Au cours du XXe siècle, l’objet fait une entrée fracassante dans le domaine de l’art : roue de Marcel Duchamp, cuillère à absinthe de Pablo Picasso, tasse de Meret Oppenheim… et, plus près de nous, aspirateur de Jeff Koons, automobile de Gabriel Orozco…
Le regardeur le reconnaît sans hésitation. « Mais c’est une roue, une cuillère… », se dit-il, parfois décontenancé. Pour l’artiste qui y a porté son attention, l’objet a dû évoquer un usage mais bien d’autres choses encore. Car un objet, même le plus ordinaire, se profile un arrière-plan particulièrement riche de faits d’ordre techniques, sociologiques, culturels, qui interviennent dans sa constitution et la relation à celui-ci.

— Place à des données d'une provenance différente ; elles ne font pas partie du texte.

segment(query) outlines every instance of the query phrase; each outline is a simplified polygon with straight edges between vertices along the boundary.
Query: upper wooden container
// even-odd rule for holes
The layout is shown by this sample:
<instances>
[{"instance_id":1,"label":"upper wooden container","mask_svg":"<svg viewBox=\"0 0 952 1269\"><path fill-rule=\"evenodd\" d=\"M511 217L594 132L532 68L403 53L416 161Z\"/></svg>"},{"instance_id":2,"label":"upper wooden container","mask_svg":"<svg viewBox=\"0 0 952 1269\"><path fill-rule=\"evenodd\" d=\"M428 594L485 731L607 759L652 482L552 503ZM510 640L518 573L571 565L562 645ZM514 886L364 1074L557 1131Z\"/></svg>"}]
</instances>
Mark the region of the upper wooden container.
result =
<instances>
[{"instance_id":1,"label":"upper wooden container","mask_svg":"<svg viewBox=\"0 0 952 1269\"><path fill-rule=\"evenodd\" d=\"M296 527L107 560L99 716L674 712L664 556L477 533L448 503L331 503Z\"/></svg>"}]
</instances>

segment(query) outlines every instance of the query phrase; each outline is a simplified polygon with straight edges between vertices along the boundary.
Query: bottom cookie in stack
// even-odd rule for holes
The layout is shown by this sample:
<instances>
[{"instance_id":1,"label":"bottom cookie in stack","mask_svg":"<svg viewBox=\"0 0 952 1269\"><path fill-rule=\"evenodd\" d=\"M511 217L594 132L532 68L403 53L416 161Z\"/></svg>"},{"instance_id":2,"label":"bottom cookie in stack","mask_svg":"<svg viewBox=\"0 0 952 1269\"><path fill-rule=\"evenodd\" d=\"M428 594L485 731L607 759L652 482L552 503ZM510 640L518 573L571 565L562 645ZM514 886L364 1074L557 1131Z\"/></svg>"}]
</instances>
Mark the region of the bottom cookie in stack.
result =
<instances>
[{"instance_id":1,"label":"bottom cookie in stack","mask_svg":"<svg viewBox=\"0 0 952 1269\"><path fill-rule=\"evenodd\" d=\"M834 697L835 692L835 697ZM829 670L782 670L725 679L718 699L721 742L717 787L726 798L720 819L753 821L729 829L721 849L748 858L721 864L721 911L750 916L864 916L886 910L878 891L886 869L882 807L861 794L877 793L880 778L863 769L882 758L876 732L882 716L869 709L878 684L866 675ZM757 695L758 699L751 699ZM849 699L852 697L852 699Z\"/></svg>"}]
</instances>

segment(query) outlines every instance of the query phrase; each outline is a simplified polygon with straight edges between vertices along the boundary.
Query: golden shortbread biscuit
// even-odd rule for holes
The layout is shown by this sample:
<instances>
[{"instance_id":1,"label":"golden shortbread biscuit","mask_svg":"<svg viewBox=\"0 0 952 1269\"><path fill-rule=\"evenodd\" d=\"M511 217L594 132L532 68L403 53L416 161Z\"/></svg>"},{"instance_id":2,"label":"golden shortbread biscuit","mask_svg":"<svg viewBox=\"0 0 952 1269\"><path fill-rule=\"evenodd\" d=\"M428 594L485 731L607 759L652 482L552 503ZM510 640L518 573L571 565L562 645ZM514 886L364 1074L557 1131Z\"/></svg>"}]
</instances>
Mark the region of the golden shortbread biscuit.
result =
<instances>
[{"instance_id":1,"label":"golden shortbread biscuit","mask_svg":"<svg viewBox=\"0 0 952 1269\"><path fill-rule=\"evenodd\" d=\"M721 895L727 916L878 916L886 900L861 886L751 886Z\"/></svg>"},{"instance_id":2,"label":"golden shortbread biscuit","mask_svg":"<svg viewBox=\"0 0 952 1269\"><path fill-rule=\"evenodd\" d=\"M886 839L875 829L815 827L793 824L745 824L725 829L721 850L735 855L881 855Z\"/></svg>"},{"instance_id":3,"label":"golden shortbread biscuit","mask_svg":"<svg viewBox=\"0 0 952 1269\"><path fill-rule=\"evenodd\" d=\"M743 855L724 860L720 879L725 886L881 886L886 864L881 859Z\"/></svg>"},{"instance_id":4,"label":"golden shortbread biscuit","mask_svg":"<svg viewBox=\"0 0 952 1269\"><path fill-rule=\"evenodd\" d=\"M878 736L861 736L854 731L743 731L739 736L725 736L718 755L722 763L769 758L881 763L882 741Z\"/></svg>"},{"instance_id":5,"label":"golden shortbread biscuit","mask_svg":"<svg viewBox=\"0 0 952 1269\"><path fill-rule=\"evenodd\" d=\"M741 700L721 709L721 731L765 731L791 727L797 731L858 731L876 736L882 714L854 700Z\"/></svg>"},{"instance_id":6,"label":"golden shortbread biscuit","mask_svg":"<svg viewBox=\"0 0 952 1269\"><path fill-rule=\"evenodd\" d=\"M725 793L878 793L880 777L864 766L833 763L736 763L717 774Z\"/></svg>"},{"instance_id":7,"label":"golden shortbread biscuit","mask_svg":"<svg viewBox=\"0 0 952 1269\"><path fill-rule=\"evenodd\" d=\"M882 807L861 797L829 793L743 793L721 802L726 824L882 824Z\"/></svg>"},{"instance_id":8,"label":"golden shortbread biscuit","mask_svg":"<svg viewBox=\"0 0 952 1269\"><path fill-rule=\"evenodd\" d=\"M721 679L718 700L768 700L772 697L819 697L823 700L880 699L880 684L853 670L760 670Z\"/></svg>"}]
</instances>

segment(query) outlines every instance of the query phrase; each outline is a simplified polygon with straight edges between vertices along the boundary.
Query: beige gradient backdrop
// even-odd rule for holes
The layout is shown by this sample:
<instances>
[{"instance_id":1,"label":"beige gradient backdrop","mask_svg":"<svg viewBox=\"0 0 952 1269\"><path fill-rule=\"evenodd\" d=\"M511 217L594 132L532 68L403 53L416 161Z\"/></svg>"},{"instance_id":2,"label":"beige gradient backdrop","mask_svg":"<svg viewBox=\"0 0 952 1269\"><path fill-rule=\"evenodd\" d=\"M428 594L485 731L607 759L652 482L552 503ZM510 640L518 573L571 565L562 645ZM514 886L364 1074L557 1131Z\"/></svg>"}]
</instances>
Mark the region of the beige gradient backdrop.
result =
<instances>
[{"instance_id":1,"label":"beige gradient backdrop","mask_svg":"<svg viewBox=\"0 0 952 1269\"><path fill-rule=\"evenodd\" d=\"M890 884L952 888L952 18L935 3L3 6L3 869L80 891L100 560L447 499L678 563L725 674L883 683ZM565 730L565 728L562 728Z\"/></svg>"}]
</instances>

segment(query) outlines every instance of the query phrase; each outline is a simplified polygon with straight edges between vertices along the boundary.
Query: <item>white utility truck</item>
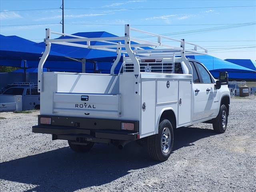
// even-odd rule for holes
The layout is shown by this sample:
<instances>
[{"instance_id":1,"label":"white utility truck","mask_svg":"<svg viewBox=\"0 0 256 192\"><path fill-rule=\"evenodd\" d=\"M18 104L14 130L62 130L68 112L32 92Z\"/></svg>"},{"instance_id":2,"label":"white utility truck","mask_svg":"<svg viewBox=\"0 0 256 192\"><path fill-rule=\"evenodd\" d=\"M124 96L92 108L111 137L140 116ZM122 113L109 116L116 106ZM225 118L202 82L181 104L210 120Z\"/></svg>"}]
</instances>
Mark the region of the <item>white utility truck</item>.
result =
<instances>
[{"instance_id":1,"label":"white utility truck","mask_svg":"<svg viewBox=\"0 0 256 192\"><path fill-rule=\"evenodd\" d=\"M30 110L40 108L40 94L37 85L31 82L16 82L8 84L0 94L0 112Z\"/></svg>"},{"instance_id":2,"label":"white utility truck","mask_svg":"<svg viewBox=\"0 0 256 192\"><path fill-rule=\"evenodd\" d=\"M132 37L132 30L156 41ZM51 34L70 38L51 39ZM124 35L86 38L46 29L46 50L38 66L40 114L33 132L68 140L78 152L89 151L95 143L122 148L144 139L151 157L164 161L173 149L174 129L204 122L212 123L218 133L225 131L230 101L227 73L215 79L202 64L185 56L207 54L206 49L129 24ZM179 45L165 44L163 39ZM78 43L81 42L86 44ZM43 72L52 44L113 52L117 57L110 74ZM122 54L122 65L114 74Z\"/></svg>"}]
</instances>

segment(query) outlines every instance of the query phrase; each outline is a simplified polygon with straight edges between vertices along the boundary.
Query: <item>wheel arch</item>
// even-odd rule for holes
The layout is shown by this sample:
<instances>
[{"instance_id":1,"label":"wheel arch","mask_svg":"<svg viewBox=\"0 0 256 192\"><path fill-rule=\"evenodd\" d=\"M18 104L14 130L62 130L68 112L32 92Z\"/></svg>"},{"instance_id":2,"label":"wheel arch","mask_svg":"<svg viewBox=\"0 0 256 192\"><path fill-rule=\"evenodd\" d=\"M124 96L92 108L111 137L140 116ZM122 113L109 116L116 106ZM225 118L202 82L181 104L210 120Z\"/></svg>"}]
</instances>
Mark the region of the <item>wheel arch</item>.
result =
<instances>
[{"instance_id":1,"label":"wheel arch","mask_svg":"<svg viewBox=\"0 0 256 192\"><path fill-rule=\"evenodd\" d=\"M230 104L230 98L229 95L227 94L223 95L221 98L220 108L220 107L222 104L225 105L227 109L228 109L228 115L229 114L229 105Z\"/></svg>"},{"instance_id":2,"label":"wheel arch","mask_svg":"<svg viewBox=\"0 0 256 192\"><path fill-rule=\"evenodd\" d=\"M158 130L158 127L160 123L161 119L165 118L169 120L172 123L172 125L174 129L177 128L177 115L174 110L172 108L168 107L162 109L157 119L156 123L156 130Z\"/></svg>"}]
</instances>

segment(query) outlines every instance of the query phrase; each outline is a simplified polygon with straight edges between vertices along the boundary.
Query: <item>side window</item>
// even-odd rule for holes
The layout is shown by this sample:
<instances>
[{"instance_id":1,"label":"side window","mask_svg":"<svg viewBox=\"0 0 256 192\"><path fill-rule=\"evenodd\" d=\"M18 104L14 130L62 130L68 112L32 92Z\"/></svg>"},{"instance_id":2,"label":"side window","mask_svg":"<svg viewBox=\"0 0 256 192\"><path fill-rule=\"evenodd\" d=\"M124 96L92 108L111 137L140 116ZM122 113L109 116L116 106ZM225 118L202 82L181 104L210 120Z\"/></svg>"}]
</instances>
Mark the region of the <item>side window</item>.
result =
<instances>
[{"instance_id":1,"label":"side window","mask_svg":"<svg viewBox=\"0 0 256 192\"><path fill-rule=\"evenodd\" d=\"M195 66L192 62L190 62L191 66L192 67L192 70L193 71L193 82L194 83L199 83L200 81L199 80L199 78L198 77L198 74L197 73L197 71L195 68Z\"/></svg>"},{"instance_id":2,"label":"side window","mask_svg":"<svg viewBox=\"0 0 256 192\"><path fill-rule=\"evenodd\" d=\"M175 63L174 65L174 73L183 74L182 68L180 63Z\"/></svg>"},{"instance_id":3,"label":"side window","mask_svg":"<svg viewBox=\"0 0 256 192\"><path fill-rule=\"evenodd\" d=\"M40 93L37 92L37 89L31 89L32 95L40 95Z\"/></svg>"},{"instance_id":4,"label":"side window","mask_svg":"<svg viewBox=\"0 0 256 192\"><path fill-rule=\"evenodd\" d=\"M211 79L211 77L206 70L202 65L198 63L196 63L196 64L198 70L199 72L201 74L203 81L202 82L204 83L211 83L212 79Z\"/></svg>"}]
</instances>

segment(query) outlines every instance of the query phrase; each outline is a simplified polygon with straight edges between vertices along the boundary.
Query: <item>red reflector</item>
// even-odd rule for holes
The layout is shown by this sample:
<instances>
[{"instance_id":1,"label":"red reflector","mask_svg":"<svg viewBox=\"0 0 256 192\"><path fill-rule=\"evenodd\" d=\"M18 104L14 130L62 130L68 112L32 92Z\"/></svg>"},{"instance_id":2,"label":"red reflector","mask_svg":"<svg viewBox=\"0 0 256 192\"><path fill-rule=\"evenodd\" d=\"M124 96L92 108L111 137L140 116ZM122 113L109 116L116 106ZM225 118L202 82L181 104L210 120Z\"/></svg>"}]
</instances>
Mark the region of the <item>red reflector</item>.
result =
<instances>
[{"instance_id":1,"label":"red reflector","mask_svg":"<svg viewBox=\"0 0 256 192\"><path fill-rule=\"evenodd\" d=\"M121 123L121 127L122 130L129 130L133 131L134 130L134 124L132 123Z\"/></svg>"},{"instance_id":2,"label":"red reflector","mask_svg":"<svg viewBox=\"0 0 256 192\"><path fill-rule=\"evenodd\" d=\"M49 117L41 117L40 118L40 124L50 124L52 123L52 118Z\"/></svg>"}]
</instances>

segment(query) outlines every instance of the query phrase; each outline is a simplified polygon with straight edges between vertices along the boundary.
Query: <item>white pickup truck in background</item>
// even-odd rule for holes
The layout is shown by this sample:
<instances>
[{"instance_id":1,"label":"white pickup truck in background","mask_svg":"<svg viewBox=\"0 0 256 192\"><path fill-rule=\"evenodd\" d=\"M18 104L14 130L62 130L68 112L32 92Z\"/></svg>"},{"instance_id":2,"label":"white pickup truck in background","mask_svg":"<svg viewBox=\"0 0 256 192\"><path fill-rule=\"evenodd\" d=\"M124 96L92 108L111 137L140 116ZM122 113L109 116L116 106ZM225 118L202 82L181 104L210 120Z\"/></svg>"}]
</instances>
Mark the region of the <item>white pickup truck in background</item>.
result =
<instances>
[{"instance_id":1,"label":"white pickup truck in background","mask_svg":"<svg viewBox=\"0 0 256 192\"><path fill-rule=\"evenodd\" d=\"M29 82L17 82L0 94L0 112L30 110L40 108L40 93L37 85Z\"/></svg>"},{"instance_id":2,"label":"white pickup truck in background","mask_svg":"<svg viewBox=\"0 0 256 192\"><path fill-rule=\"evenodd\" d=\"M133 38L131 30L156 37L157 42ZM202 64L186 57L206 54L206 49L128 24L122 37L85 38L46 31L46 50L38 66L40 114L33 132L68 140L78 152L89 151L95 143L122 148L143 139L150 156L161 161L172 150L174 129L206 122L216 132L225 132L230 103L227 73L220 72L215 79ZM72 38L51 39L51 33ZM163 39L180 45L164 44ZM77 43L83 42L86 44ZM95 42L99 44L92 45ZM54 43L116 52L117 58L110 74L43 72ZM194 48L185 49L185 44ZM122 65L114 74L122 54Z\"/></svg>"}]
</instances>

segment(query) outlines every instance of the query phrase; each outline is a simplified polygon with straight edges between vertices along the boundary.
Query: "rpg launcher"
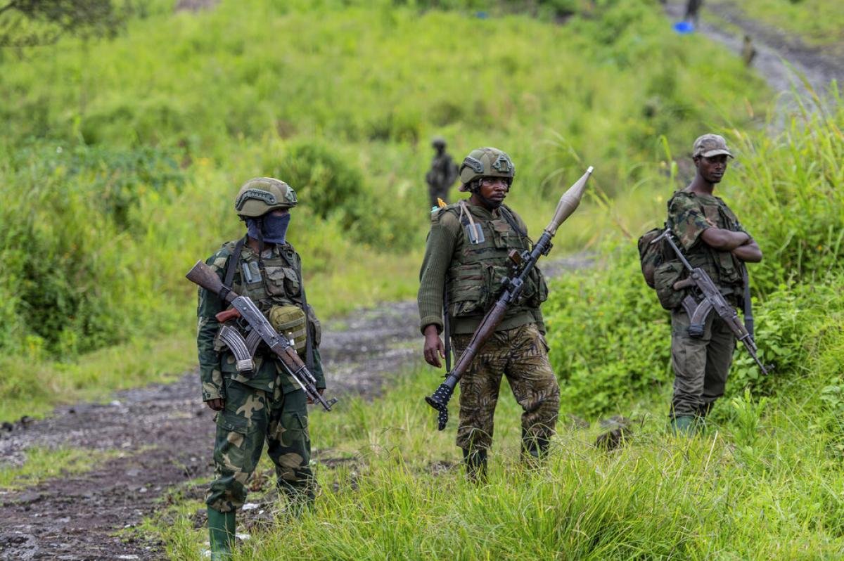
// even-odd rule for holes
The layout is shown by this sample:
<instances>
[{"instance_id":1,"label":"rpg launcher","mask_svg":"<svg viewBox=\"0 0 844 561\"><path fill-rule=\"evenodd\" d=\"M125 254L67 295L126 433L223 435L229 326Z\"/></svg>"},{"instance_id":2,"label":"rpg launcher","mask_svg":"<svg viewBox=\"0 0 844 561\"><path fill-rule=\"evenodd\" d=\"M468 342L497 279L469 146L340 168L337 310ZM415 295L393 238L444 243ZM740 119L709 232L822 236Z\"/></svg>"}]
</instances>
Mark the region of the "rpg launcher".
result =
<instances>
[{"instance_id":1,"label":"rpg launcher","mask_svg":"<svg viewBox=\"0 0 844 561\"><path fill-rule=\"evenodd\" d=\"M502 292L500 296L481 320L478 329L472 335L468 346L460 355L460 359L455 364L454 370L446 375L446 381L441 384L432 395L425 398L428 405L439 412L437 422L440 430L445 429L446 423L448 423L448 400L454 393L454 386L463 378L484 343L495 332L495 327L501 322L511 303L518 299L524 289L524 283L528 280L528 276L536 265L536 262L539 260L540 256L547 256L551 251L551 239L557 233L557 228L560 227L560 224L571 216L571 213L577 208L577 205L580 204L583 191L586 189L586 182L592 175L592 167L590 165L586 173L560 197L554 218L551 218L551 222L542 233L539 240L533 245L533 249L530 251L525 251L521 253L516 250L510 252L510 259L513 262L512 278L501 281Z\"/></svg>"},{"instance_id":2,"label":"rpg launcher","mask_svg":"<svg viewBox=\"0 0 844 561\"><path fill-rule=\"evenodd\" d=\"M252 356L255 353L255 349L262 341L279 357L290 377L305 391L305 394L313 402L320 403L326 411L331 411L331 406L337 402L337 399L326 401L320 395L316 389L316 379L314 378L302 359L299 358L296 349L290 344L289 341L273 328L270 322L267 321L267 318L263 316L263 314L248 296L240 296L225 286L217 273L201 261L197 261L193 268L185 276L192 283L219 296L221 299L230 304L234 310L236 310L236 313L234 313L232 310L227 310L217 314L216 317L219 321L222 322L227 319L240 316L246 322L248 334L245 339L236 329L225 325L220 327L220 338L235 354L239 372L248 375L252 371L253 368Z\"/></svg>"}]
</instances>

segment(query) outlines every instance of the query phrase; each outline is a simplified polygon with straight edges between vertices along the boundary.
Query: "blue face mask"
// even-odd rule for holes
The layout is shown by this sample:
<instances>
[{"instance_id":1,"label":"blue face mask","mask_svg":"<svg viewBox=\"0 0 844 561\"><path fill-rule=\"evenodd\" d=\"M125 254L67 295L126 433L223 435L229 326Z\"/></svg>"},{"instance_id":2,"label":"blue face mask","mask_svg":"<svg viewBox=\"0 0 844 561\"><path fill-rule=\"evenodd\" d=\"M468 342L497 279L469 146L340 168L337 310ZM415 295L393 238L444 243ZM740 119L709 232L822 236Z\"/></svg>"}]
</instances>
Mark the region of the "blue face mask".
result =
<instances>
[{"instance_id":1,"label":"blue face mask","mask_svg":"<svg viewBox=\"0 0 844 561\"><path fill-rule=\"evenodd\" d=\"M270 244L283 244L287 235L287 227L290 224L290 213L285 213L281 216L275 214L264 214L262 217L263 228L261 234L263 235L263 240ZM255 218L246 218L246 228L249 237L254 240L258 239L258 223Z\"/></svg>"}]
</instances>

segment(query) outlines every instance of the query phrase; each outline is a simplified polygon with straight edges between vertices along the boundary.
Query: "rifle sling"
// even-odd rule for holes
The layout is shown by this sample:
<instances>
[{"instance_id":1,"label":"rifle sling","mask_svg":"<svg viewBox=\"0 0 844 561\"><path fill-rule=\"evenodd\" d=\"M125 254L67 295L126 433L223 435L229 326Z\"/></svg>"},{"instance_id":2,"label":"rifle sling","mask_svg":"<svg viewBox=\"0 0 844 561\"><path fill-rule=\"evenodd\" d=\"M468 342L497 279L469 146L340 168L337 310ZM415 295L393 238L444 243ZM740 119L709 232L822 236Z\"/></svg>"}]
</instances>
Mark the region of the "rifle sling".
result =
<instances>
[{"instance_id":1,"label":"rifle sling","mask_svg":"<svg viewBox=\"0 0 844 561\"><path fill-rule=\"evenodd\" d=\"M225 301L225 297L230 292L231 292L231 283L235 279L235 271L237 269L237 266L241 263L241 251L243 251L243 246L246 243L246 237L243 236L237 240L235 244L235 252L230 257L229 257L229 264L225 267L225 278L223 279L223 289L219 291L219 297L224 302Z\"/></svg>"}]
</instances>

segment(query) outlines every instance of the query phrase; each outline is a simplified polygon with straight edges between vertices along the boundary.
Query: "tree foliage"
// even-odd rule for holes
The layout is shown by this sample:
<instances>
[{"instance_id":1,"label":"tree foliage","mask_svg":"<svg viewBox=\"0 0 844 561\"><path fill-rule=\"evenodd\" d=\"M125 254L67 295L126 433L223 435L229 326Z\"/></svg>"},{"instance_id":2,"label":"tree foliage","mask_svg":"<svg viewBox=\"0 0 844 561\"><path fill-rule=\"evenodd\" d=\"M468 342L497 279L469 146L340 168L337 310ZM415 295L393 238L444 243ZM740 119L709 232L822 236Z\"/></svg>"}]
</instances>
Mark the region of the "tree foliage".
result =
<instances>
[{"instance_id":1,"label":"tree foliage","mask_svg":"<svg viewBox=\"0 0 844 561\"><path fill-rule=\"evenodd\" d=\"M0 47L50 45L64 35L113 37L130 8L112 0L7 0L0 3Z\"/></svg>"}]
</instances>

L’artiste est libre de s’y référer et d’inclure l’objet tel quel à son œuvre, comme une référence implicite aux faits qui inspirent sa démarche, et cela en dehors de toute pratique artistique telles que la peinture ou la photographie. Avec cette introduction se produit une double rupture, une rupture dans la pureté de l’art et de ses procédés, et une rupture dans notre réception de l’œuvre qui se détache de l’expérience esthétique classique.
C’est à une promenade à travers le champ méconnu des œuvres à objet qu’invite le présent ouvrage dont chaque chapitre est consacré à une œuvre-phare, parfois fameuse mais dont l’approche est renouvelée par l’attention portée à l’objet. Remontant à la période inaugurale des années 1910, cette promenade présente non seulement les ready-mades mais aussi les objets surréalistes, les assemblages des années 1950, les pièces simulationnistes des années 1980, et se prolonge jusqu’à aujourd’hui, à l’heure où nos relations aux choses sont bouleversées par l’internet.
Ancien élève de l’École Polytechnique, Marc Desportes a pour thème de recherche les relations entre technique et culture, tant dans le domaine spatial que dans le domaine artistique. Il a publié "Paysages en mouvement. Transport et perception de l’espace, XVIIIe-XXe siècles" (Gallimard, 2005).